The widescale police misconduct led to the quashing of Danny Mansell’s 1998 conviction for murdering Wakefield pensioner Joe Smales and the majority of Gary Ford’s convictions for burglary and robbery in 1996 also being overturned.

Both men were released in 2009 after spending a total of 20 years in prison on the basis of tainted evidence. Both have now launched damages claims against the West Yorkshire force which are likely to total in excess of half a million pounds.

Mr Hamilton said: “I will be seeking a meeting with the commissioner to discuss what’s gone wrong and how it can be put right. If we don’t get anywhere, I will approach the Home Secretary.

“It cannot be right that the police are like a closed shop and they do things in their interest and against the public interest.”

Mr Mudie said: “Here’s a situation that could cost the taxpayer a huge amount of money and one that raises serious questions of accountability both about what happened and why no action was taken.

“I see transparency and accountability as things a police commissioner should have at the top of their agenda.

“If that’s not happening, what is he doing?”

The force and the commissioner are currently withholding the findings of an inquiry into the lack of charges or disciplinary action on the grounds disclosure may not be in the public interest.

The investigation was ordered in 2011 in the wake of withering criticism from the Supreme Court when it released its judgment ruling Paul Maxwell, whose Joe Smales murder conviction had also been quashed, could face a retrial. He subsequently pleaded guilty.

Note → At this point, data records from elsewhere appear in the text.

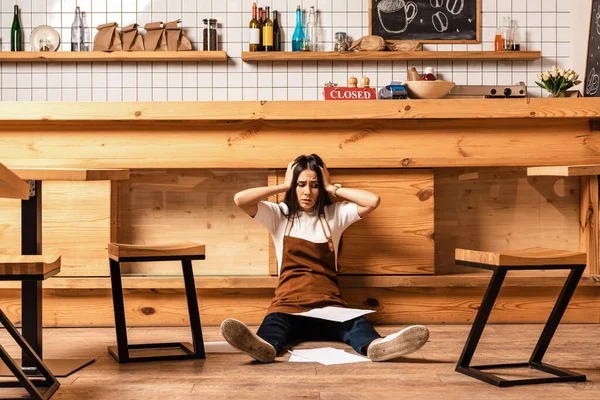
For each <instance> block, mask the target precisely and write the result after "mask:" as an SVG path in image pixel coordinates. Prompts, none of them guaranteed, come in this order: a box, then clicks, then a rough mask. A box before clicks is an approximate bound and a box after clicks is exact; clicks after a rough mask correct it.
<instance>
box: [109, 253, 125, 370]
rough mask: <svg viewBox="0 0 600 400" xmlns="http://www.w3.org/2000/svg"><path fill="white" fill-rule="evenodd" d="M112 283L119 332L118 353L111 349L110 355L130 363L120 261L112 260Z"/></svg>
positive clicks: (120, 360)
mask: <svg viewBox="0 0 600 400" xmlns="http://www.w3.org/2000/svg"><path fill="white" fill-rule="evenodd" d="M110 281H111V287H112V296H113V309H114V312H115V328H116V331H117V353H116V354H115V352H114V350H113V347H109V348H108V351H109V353H110V354H111V355H112V356H113V357H114V358H115V359H116V360H117V361H118V362H120V363H125V362H128V361H129V346H128V343H127V323H126V322H125V304H124V303H123V284H122V282H121V265H120V263H119V262H118V261H115V260H110Z"/></svg>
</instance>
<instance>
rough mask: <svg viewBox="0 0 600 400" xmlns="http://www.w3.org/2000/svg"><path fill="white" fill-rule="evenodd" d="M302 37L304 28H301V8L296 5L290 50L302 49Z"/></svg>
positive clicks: (299, 6) (302, 43)
mask: <svg viewBox="0 0 600 400" xmlns="http://www.w3.org/2000/svg"><path fill="white" fill-rule="evenodd" d="M304 39H305V36H304V29H302V9H301V8H300V6H298V7H297V8H296V29H295V30H294V35H293V36H292V51H302V47H303V46H304Z"/></svg>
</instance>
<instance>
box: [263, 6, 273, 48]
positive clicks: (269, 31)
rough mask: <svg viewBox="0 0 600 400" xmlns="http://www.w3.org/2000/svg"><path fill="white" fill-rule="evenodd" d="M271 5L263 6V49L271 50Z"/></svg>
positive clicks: (272, 38) (272, 24)
mask: <svg viewBox="0 0 600 400" xmlns="http://www.w3.org/2000/svg"><path fill="white" fill-rule="evenodd" d="M270 13H271V7H269V6H267V7H265V23H264V25H263V50H264V51H273V21H271V18H270V15H269V14H270Z"/></svg>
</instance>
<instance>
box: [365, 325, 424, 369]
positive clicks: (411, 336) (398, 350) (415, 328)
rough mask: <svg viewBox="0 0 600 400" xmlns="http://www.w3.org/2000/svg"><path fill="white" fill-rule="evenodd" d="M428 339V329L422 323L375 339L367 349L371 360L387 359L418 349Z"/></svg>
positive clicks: (367, 355) (381, 359) (397, 357)
mask: <svg viewBox="0 0 600 400" xmlns="http://www.w3.org/2000/svg"><path fill="white" fill-rule="evenodd" d="M427 339H429V330H428V329H427V328H426V327H424V326H422V325H413V326H409V327H408V328H404V329H402V330H401V331H400V332H396V333H394V334H393V335H389V336H386V337H384V338H382V339H375V340H374V341H373V342H371V345H369V348H368V349H367V356H368V357H369V359H370V360H371V361H387V360H391V359H393V358H398V357H402V356H405V355H407V354H410V353H414V352H415V351H417V350H419V349H420V348H421V347H423V345H424V344H425V343H426V342H427Z"/></svg>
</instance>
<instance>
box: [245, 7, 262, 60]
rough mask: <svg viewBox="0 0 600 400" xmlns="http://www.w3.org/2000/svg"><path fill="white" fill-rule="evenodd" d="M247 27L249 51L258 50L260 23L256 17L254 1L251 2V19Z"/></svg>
mask: <svg viewBox="0 0 600 400" xmlns="http://www.w3.org/2000/svg"><path fill="white" fill-rule="evenodd" d="M248 29H249V35H248V37H249V49H248V50H249V51H258V50H259V49H260V24H259V22H258V19H256V3H252V19H251V20H250V25H249V27H248Z"/></svg>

The Supreme Court said the actions of officers. which included allowing Chapman free access to drink, drugs and sex and concealing it all when he gave evidence in court, amounted to perverting the course of justice, perjury and misconduct in public office.

The force and Mr Burns-Williamson have declined to respond to questions about why no action was taken.

North Yorkshire Police, who carried out a six-year inquiry into how West Yorkshire handled Chapman, prepared files on at least 10 officers for the Crown Prosecution Service (CPS) and many more disciplinary dossiers but ultimately not a single officer faced any action.

The CPS has declined to offer clarification for its decision-making beyond stating there was “insufficient evidence”.

Despite the scale of North Yorkshire’s Operation Douglas, which detailed an astonishing level of misconduct, West Yorkshire Police’s professional standards department only requested final disciplinary files to be drawn up on five officers. No justification for why only a relatively small number of officers, none of whom were senior, were considered for disciplinary action has been provided.

The force has not confirmed if any hearings even went ahead.

Only a small number of officers involved with the handling of Chapman remain with West Yorkshire Police.

The Yorkshire Post investigation draws on a previously undisclosed 263-page report compiled by the Criminal Cases Review Commission (CCRC) which led to the murder convictions being quashed in 2009 and hundreds more documents from Operation Douglas, whose findings informed the report.

The contents of the CCRC report were accepted unchallenged by the Court of Appeal when the Maxwell and Mansell murder convictions were quashed by the Supreme Court.